Fraud experts have called on the finance industry to consider banning users deemed insecure or using jailbroken devices from accessing bank services remotely as the sector struggles to handle a sharp rise in electronic fraud.

While insecure transaction processes contributed significantly to electronic fraud, financial institutions were also fearful of insecure mobile platforms.

They were most concerned about users whose devices were jailbroken, exposing root directories and therefore allowing for the installation of applications as well as triggering of settings not authorised by Apple.

It turned on a string of services, such as remote access, not normally available on the mobile platform, making it easy prey for exploitation, particularly if users neglected to change the default root passwords made available for access when jailbroken.

Leanne Vale, a fraud and financial crimes manager with credit union industry body Abacus Australian Mutuals, said the sector would have to tighten control over consumers who accessed bank services from such devices.

“We are going to get to a recalcitrant point where [financial organisations] will say that if you have jailbroken your iPhone, we won’t offer you the service,” she said.

One major Australian bank reported that electronic fraud had doubled in the last nine months.

Fraud is estimated to cost Australians approximately $8.5 billion a year, according to the Australian Institute of Criminology.
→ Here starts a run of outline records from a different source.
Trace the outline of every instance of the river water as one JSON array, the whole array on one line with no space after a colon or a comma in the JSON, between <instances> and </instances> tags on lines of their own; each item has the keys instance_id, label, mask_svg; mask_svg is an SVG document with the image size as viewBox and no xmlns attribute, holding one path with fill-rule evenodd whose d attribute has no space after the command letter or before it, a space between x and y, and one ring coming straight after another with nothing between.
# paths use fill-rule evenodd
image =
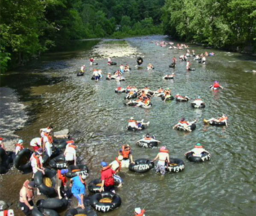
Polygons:
<instances>
[{"instance_id":1,"label":"river water","mask_svg":"<svg viewBox=\"0 0 256 216\"><path fill-rule=\"evenodd\" d=\"M172 157L184 160L185 170L167 174L164 178L153 171L140 174L123 170L124 186L117 190L122 205L106 215L133 215L136 207L145 208L146 215L255 215L256 73L250 71L255 70L255 58L190 45L190 50L196 53L207 50L216 55L208 58L206 65L192 60L194 71L187 72L185 63L177 63L173 70L168 68L172 57L178 58L185 50L169 50L150 42L164 40L168 40L163 36L127 39L143 53L144 63L138 70L135 58L113 58L118 65L131 66L131 71L124 75L125 82L105 79L107 73L118 68L107 66L106 59L97 60L104 79L97 83L90 79L92 68L88 60L98 41L76 43L65 52L45 55L30 67L2 75L0 135L10 139L19 136L29 143L38 136L39 128L49 123L56 130L69 128L79 143L80 160L89 168L89 182L100 177L100 162L113 161L124 143L132 146L134 159L153 159L157 148L144 149L135 144L149 132L169 149ZM154 66L154 71L146 70L149 63ZM87 73L77 77L76 71L83 64ZM174 81L162 78L170 73L176 75ZM209 90L216 80L224 89ZM152 99L152 109L125 107L124 94L115 94L114 89L128 85L148 86L153 90L169 87L174 94L192 99L200 96L206 107L194 109L189 103L164 103L160 98ZM204 125L204 118L221 114L229 117L228 127ZM145 130L128 131L131 117L150 121L150 125ZM172 130L182 117L198 120L195 131ZM184 153L197 143L211 153L210 161L193 163L185 159ZM13 202L16 210L18 192L29 177L15 169L2 176L0 199ZM17 215L22 215L19 211Z\"/></svg>"}]
</instances>

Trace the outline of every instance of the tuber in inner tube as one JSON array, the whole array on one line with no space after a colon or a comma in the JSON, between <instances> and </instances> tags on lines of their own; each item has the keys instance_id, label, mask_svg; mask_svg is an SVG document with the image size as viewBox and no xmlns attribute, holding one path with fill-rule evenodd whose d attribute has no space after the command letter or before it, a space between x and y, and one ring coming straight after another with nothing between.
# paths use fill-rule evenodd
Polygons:
<instances>
[{"instance_id":1,"label":"tuber in inner tube","mask_svg":"<svg viewBox=\"0 0 256 216\"><path fill-rule=\"evenodd\" d=\"M55 169L62 169L67 167L65 156L60 155L49 161L49 165Z\"/></svg>"},{"instance_id":2,"label":"tuber in inner tube","mask_svg":"<svg viewBox=\"0 0 256 216\"><path fill-rule=\"evenodd\" d=\"M55 171L45 168L45 175L43 175L41 171L37 171L35 173L34 176L35 185L42 194L48 196L49 197L54 197L57 195L56 191L55 190L55 186L56 185L56 172ZM51 186L47 186L47 183L44 182L45 177L50 179L52 184Z\"/></svg>"},{"instance_id":3,"label":"tuber in inner tube","mask_svg":"<svg viewBox=\"0 0 256 216\"><path fill-rule=\"evenodd\" d=\"M108 199L110 202L103 202L103 199ZM110 192L105 192L92 195L89 203L97 211L107 212L120 207L122 200L118 194Z\"/></svg>"},{"instance_id":4,"label":"tuber in inner tube","mask_svg":"<svg viewBox=\"0 0 256 216\"><path fill-rule=\"evenodd\" d=\"M22 149L14 158L14 166L24 174L32 172L30 157L32 153L32 151L29 148Z\"/></svg>"},{"instance_id":5,"label":"tuber in inner tube","mask_svg":"<svg viewBox=\"0 0 256 216\"><path fill-rule=\"evenodd\" d=\"M206 161L210 161L211 157L207 152L203 152L200 157L193 156L193 152L190 152L186 154L186 158L191 162L204 162Z\"/></svg>"},{"instance_id":6,"label":"tuber in inner tube","mask_svg":"<svg viewBox=\"0 0 256 216\"><path fill-rule=\"evenodd\" d=\"M167 171L178 173L185 168L185 163L181 159L169 158L169 163L171 166L166 166Z\"/></svg>"},{"instance_id":7,"label":"tuber in inner tube","mask_svg":"<svg viewBox=\"0 0 256 216\"><path fill-rule=\"evenodd\" d=\"M138 159L135 163L130 163L129 170L136 173L146 173L154 168L154 163L149 159Z\"/></svg>"},{"instance_id":8,"label":"tuber in inner tube","mask_svg":"<svg viewBox=\"0 0 256 216\"><path fill-rule=\"evenodd\" d=\"M68 178L73 178L79 175L89 176L89 169L87 166L81 165L71 165L68 167L69 171L66 174L66 176Z\"/></svg>"}]
</instances>

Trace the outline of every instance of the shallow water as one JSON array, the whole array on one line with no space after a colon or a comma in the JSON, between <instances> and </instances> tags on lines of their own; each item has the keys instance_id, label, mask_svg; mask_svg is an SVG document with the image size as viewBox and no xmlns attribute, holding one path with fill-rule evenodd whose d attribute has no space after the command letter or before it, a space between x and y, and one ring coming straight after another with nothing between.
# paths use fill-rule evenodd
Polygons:
<instances>
[{"instance_id":1,"label":"shallow water","mask_svg":"<svg viewBox=\"0 0 256 216\"><path fill-rule=\"evenodd\" d=\"M49 123L53 124L56 130L69 128L79 143L80 160L89 167L87 182L100 176L100 162L113 161L122 144L132 146L135 159L153 159L158 149L140 148L135 144L147 132L156 135L167 145L172 157L185 161L183 171L167 174L164 178L153 171L139 174L124 170L121 174L124 186L117 191L122 198L122 206L106 215L132 215L136 207L146 208L146 215L254 215L256 74L248 71L255 70L255 58L207 50L216 55L208 58L206 65L192 60L195 71L187 72L185 63L178 63L173 70L168 68L172 57L178 58L185 50L168 50L150 43L156 40L167 38L154 36L128 39L144 56L142 69L134 67L135 58L112 59L118 65L128 63L131 66L131 71L124 75L125 82L105 79L107 73L118 68L107 66L106 59L97 60L97 68L104 72L103 80L95 83L90 79L90 48L97 44L92 41L84 50L48 55L28 68L1 76L1 96L14 98L15 95L18 101L14 99L14 103L22 106L14 107L15 112L7 109L7 114L1 116L1 122L6 124L6 115L17 117L17 110L22 110L25 123L17 121L10 124L9 130L13 130L20 122L19 126L23 127L19 127L15 135L27 143L38 136L39 128ZM206 51L202 47L191 45L190 50L193 49L196 53ZM149 63L154 66L154 71L146 70ZM84 63L86 75L77 77L76 71ZM170 73L176 75L174 81L162 79ZM216 80L224 89L209 90L208 86ZM185 94L192 99L200 96L206 107L193 109L189 103L164 103L160 98L152 99L152 109L125 107L125 95L115 94L114 89L128 85L138 88L148 86L153 90L169 87L174 94ZM228 127L203 125L204 118L217 117L223 113L229 116ZM130 117L150 121L150 125L143 131L128 131ZM187 120L198 120L195 131L187 133L172 130L182 117ZM0 130L2 136L8 127L4 130ZM185 159L184 153L198 142L212 154L210 161L195 164ZM0 199L16 204L18 192L29 176L21 176L16 170L2 176ZM17 214L22 215L20 212Z\"/></svg>"}]
</instances>

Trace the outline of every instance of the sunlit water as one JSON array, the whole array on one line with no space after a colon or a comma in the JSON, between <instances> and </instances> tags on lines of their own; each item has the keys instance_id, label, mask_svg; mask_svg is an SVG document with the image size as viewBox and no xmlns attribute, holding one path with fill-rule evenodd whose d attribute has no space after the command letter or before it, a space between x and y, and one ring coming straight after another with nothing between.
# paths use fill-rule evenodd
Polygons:
<instances>
[{"instance_id":1,"label":"sunlit water","mask_svg":"<svg viewBox=\"0 0 256 216\"><path fill-rule=\"evenodd\" d=\"M113 161L123 144L132 146L135 159L153 159L158 149L144 149L135 144L149 132L167 146L172 157L185 161L185 170L167 174L164 178L153 171L140 174L123 170L121 176L125 184L117 190L122 205L106 215L132 215L136 207L145 208L146 215L255 215L256 73L250 71L255 70L255 59L239 53L207 50L216 55L208 57L206 65L198 64L191 58L195 71L187 72L185 63L177 63L173 70L168 67L172 58L178 58L185 50L169 50L150 43L163 40L167 38L128 39L143 53L144 63L143 68L138 70L134 67L135 58L113 58L118 65L128 63L132 68L130 73L125 73L125 82L105 80L107 73L118 68L107 66L106 59L97 60L97 68L105 74L103 80L96 83L90 79L90 50L97 44L92 41L73 52L47 55L40 63L22 69L25 71L17 70L1 76L1 103L4 96L17 97L18 101L14 99L16 105L13 108L8 105L7 113L1 115L1 121L4 122L1 135L19 129L16 135L29 143L38 136L39 128L49 123L56 130L69 128L79 143L80 160L89 167L89 182L100 176L100 162ZM190 50L193 49L196 53L206 50L191 45ZM146 70L149 63L155 70ZM76 72L83 64L87 66L86 75L77 77ZM174 81L162 79L170 73L176 75ZM209 89L216 80L224 89ZM174 94L179 93L192 99L200 96L206 107L194 109L189 102L164 103L160 98L152 99L152 109L125 107L125 94L115 94L114 90L128 85L138 88L148 86L152 90L169 87ZM228 127L203 125L204 118L218 117L221 114L229 117ZM8 127L9 115L15 120L11 120ZM22 116L26 121L19 120ZM131 117L150 121L150 125L146 130L128 131ZM187 120L198 120L195 131L185 133L172 130L182 117ZM185 159L184 153L198 142L212 154L210 161L193 163ZM15 169L1 177L0 199L14 202L16 209L18 192L29 177L21 176ZM22 215L20 212L17 213Z\"/></svg>"}]
</instances>

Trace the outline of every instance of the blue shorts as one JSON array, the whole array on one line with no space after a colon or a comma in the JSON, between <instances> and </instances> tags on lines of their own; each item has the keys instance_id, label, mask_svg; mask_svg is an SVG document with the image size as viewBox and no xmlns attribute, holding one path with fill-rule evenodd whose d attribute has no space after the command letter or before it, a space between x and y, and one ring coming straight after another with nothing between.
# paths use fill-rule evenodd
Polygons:
<instances>
[{"instance_id":1,"label":"blue shorts","mask_svg":"<svg viewBox=\"0 0 256 216\"><path fill-rule=\"evenodd\" d=\"M79 202L79 204L81 204L81 194L74 194L73 195L74 195L74 197L75 197L78 199L78 202Z\"/></svg>"}]
</instances>

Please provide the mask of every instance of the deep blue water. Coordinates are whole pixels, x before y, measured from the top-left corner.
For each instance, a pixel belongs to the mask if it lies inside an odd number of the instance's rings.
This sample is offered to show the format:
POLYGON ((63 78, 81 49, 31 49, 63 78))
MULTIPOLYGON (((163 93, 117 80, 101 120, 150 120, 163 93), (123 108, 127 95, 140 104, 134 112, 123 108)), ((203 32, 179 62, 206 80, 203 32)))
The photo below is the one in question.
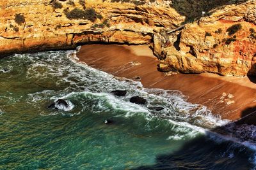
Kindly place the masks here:
POLYGON ((234 135, 248 126, 234 128, 180 92, 118 80, 74 53, 0 60, 0 169, 255 169, 253 141, 234 135), (134 96, 147 104, 129 103, 134 96), (70 109, 47 108, 60 98, 70 109), (225 125, 225 136, 209 131, 225 125))

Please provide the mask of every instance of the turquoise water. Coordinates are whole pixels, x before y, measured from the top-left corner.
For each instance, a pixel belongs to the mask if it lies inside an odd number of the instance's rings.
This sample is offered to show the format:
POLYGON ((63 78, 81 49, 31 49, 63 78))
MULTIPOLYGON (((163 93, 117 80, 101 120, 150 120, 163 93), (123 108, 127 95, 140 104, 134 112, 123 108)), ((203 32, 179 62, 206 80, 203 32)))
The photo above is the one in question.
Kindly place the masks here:
POLYGON ((186 102, 180 92, 118 80, 74 55, 0 60, 0 169, 255 169, 253 134, 239 139, 241 128, 186 102), (127 95, 109 93, 116 89, 127 95), (134 96, 147 104, 129 103, 134 96), (68 110, 47 108, 60 98, 68 110), (207 130, 227 124, 225 136, 207 130))

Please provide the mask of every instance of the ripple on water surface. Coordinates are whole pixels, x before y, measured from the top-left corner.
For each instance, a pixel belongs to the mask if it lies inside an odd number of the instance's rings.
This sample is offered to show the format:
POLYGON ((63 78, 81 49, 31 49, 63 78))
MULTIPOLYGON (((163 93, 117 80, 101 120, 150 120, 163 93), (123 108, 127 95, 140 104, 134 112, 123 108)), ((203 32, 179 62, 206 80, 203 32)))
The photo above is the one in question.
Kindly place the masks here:
POLYGON ((253 134, 239 139, 241 128, 180 92, 116 80, 77 62, 74 53, 0 61, 1 169, 254 168, 253 134), (109 93, 116 89, 127 90, 126 96, 109 93), (146 104, 130 103, 134 96, 146 104), (47 109, 58 99, 72 107, 47 109), (225 136, 206 130, 224 125, 225 136))

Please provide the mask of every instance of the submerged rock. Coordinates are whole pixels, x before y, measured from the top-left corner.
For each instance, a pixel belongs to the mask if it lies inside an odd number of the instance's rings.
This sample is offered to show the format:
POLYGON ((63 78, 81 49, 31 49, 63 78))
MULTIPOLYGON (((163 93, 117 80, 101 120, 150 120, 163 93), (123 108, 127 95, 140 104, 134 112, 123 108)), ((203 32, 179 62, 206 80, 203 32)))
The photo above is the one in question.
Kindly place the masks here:
POLYGON ((111 92, 111 94, 117 96, 125 96, 127 94, 127 91, 126 90, 113 90, 111 92))
POLYGON ((114 121, 113 121, 112 120, 110 120, 110 119, 106 119, 104 120, 104 124, 108 124, 108 125, 113 124, 114 124, 114 121))
POLYGON ((148 109, 154 111, 161 111, 163 110, 164 108, 163 107, 150 107, 148 109))
POLYGON ((8 72, 8 71, 9 71, 9 69, 8 69, 8 68, 3 68, 3 69, 2 69, 2 71, 3 71, 3 73, 8 72))
POLYGON ((62 110, 70 110, 70 106, 68 103, 63 99, 58 99, 56 101, 52 103, 47 106, 48 109, 56 109, 62 110))
POLYGON ((138 104, 145 104, 147 100, 139 96, 134 96, 130 99, 130 102, 138 104))

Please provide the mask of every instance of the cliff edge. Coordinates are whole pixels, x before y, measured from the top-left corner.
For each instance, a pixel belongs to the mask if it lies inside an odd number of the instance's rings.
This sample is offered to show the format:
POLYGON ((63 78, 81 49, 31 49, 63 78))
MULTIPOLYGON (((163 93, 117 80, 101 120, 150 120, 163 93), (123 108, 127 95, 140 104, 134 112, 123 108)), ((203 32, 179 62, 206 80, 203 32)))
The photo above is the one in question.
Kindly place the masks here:
POLYGON ((150 44, 163 71, 256 75, 255 0, 7 0, 0 16, 1 57, 150 44))

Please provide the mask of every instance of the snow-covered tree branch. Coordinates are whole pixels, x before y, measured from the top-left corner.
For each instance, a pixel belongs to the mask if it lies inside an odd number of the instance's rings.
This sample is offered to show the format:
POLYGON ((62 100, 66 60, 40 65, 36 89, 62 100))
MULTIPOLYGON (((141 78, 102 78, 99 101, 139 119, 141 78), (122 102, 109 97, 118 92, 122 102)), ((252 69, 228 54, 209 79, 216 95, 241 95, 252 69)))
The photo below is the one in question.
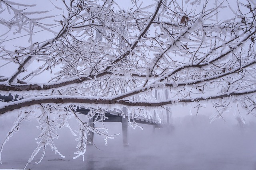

The divide between businesses and consumers on the figure remains unclear.

Vale said institutions could potentially move to ban customers repeatedly deemed insecure from accessing services via their mobile devices.

The concept would leave responsibility for client information security with customers themselves; a sea-change from the current situation in which banks soak up fraud costs.

However, Vale and her industry colleagues acknowledged the finance sector had failed to properly educate users.

“We have to rely on the AFP [Australian Federal Police], and the Today Tonights of the world to educate the public on mobile security", she said.

“Banks need to own this.”

The Teachers Credit Union was currently best at informing customers about mobile security, she said.

Fraud investigators for other major banks told SC they agreed with Vale’s comments.

“The message is that, rather than convince financial organisations that a phone is a computer, try a fresh approach," Vale said. "Ensure they know what it is, know what it does, and understand the risk and they put in mitigation controls."

The financial sector's discussions come as the Federal Government prepares to release a community cyber awareness whitepaper designed to help educate the public on electronic fraud.